Content is really determined by the teacher, student and possibly administrator and parent, so this can only be determined by the users. All applications featured on the platform are educationally based and appropriate for student use.


Support
Documentation, support, warranty, etc.

ClassLink offers a blog, FAQ section, instructional videos, webinars and product demos with ideas for educators and information on product usage. Their customer service department offers “100% dedication guaranteed,” and allows users to connect by phone or email.


General Rating
Overall, after considering all elements, how did the product feel?

LaunchPad deserves their many accolades and awards for offering a highly functional, organized, streamlined and stylish product.
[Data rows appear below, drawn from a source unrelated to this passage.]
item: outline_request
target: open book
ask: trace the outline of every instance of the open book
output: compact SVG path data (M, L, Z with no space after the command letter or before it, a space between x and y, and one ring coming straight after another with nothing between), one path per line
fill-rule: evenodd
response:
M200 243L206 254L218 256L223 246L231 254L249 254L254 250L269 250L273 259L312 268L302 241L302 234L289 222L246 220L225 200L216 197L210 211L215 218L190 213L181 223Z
Once a teacher becomes familiar with the many features and apps and learns how to upload assignments and create classes, the platform should really help teachers and schools to increase (as well as promote and expose) their workflow.

Summary

LaunchPad solves the organizational problems that come along with teaching or running a school by creating a functional and useful place for teachers to put all their content and applications.  But the product goes beyond that by also providing a hands-on way to actually deliver content and evaluate student understanding.  For the administrator or school district, it solves the problem of transparency and accountability. Administrators, for example, can easily monitor how the system is being used and can examine the “output” of the teaching staff.  For these reasons, LaunchPad deserves a high rating.